Ref. Barkas v North Yorkshire County Council [2012] EWCA Civ 1373

The Court of Appeal has recently ruled definitively that a recreation ground provided by a local authority in exercise of its statutory powers, for local people to take part in lawful sports and pastimes, cannot be registered as a town and village green.

Green in the distance
Village Green in the Distance

The case referenced above focused on the playing field at Helredale Road, Whitby in North Yorkshire. Whitby Urban District Council (UDC), the predecessor of Scarborough Borough Council (now an interested party), purchased the site in 1951 with plans to erect houses for the working classes.

UDC laid out and maintained the field as a recreation ground under s. 80(1) of the Housing Act 1936 (now covered by the Housing Act 1985) and maintained it that way for the 20 year period between 1987-2007, then announcing plans to construct on the site.

In order to protect it from this planned development, the appellant attempted in 2007 to register the field as a village green under s. 15 of the Commons Act 2006. A Village Green, as we have written before, is completely protected from development, even if planning permission has already been granted before it is declared a ‘Green’.

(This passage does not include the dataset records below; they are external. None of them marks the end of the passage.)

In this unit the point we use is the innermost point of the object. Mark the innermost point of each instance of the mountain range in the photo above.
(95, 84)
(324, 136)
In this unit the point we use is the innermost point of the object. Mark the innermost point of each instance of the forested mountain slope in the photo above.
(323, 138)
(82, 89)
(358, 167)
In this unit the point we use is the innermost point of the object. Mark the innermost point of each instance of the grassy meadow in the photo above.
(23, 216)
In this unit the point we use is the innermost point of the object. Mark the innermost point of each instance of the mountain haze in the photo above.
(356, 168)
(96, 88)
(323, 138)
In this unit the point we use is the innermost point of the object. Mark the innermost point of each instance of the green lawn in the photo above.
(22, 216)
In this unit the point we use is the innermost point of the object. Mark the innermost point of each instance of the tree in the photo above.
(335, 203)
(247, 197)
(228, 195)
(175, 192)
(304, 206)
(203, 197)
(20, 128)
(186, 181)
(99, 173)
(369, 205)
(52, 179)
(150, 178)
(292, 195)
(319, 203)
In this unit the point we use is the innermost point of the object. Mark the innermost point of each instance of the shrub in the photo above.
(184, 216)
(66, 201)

Nevertheless, even though the residents had used the field for the required 20 years for lawful sports and pastimes, the County Council rejected this application after accepting the conclusion of an independent inspector, Vivian Chapman QC. She concluded that although the use of the field met all of the other requirements of s. 15(2) of the 2006 Act, the local inhabitants’ use of the field for recreational purposes had been ‘by right’ and not ‘as of right’.

A subtle distinction, ‘as of right’ can be taken to mean without force, secrecy or permission, whilst ‘by right’ means by a formal statutory right. In this case, the inspector found that the land had been set out and maintained as a recreation ground under section 80 of the Housing Act 1936 (HA 1936) which reads as follows:

“(1)The powers of a local authority under this Part of this Act, to provide housing accommodation, shall include a power to provide and maintain, with the consent of the Minister and if desired jointly with any other person, in connection with any such housing accommodation, any building adapted for use as a shop, any recreation grounds or other buildings or land, which in the opinion of the Minister will serve a beneficial purpose in connection with the requirements of the persons for whom the housing accommodation is provided.”

It was accepted as a matter of fact that the land had been acquired by the local authority and laid out in connection with the council housing estate to the west. As a result, the land was used by these occupants ‘by right’, as the land was officially set aside for them, and not ‘as of right’ which they required to successfully register it as a village green.

The result in this instance will be that plans for development will move ahead unhindered. In the wider legal context, however, this decision is potentially of broad application as there will be many instances where land has been laid out by local authorities under section 80 of the HA 1936 or section 12 of the Housing Act 1985 (which is materially the same) and is now subject to the growing demand for development.

Following the path of this precedent, entitlement to use land under these sections will prevent registration of the land as a town or village green under the Commons Act 2006, thus removing another obstacle to the development of land previously in public use.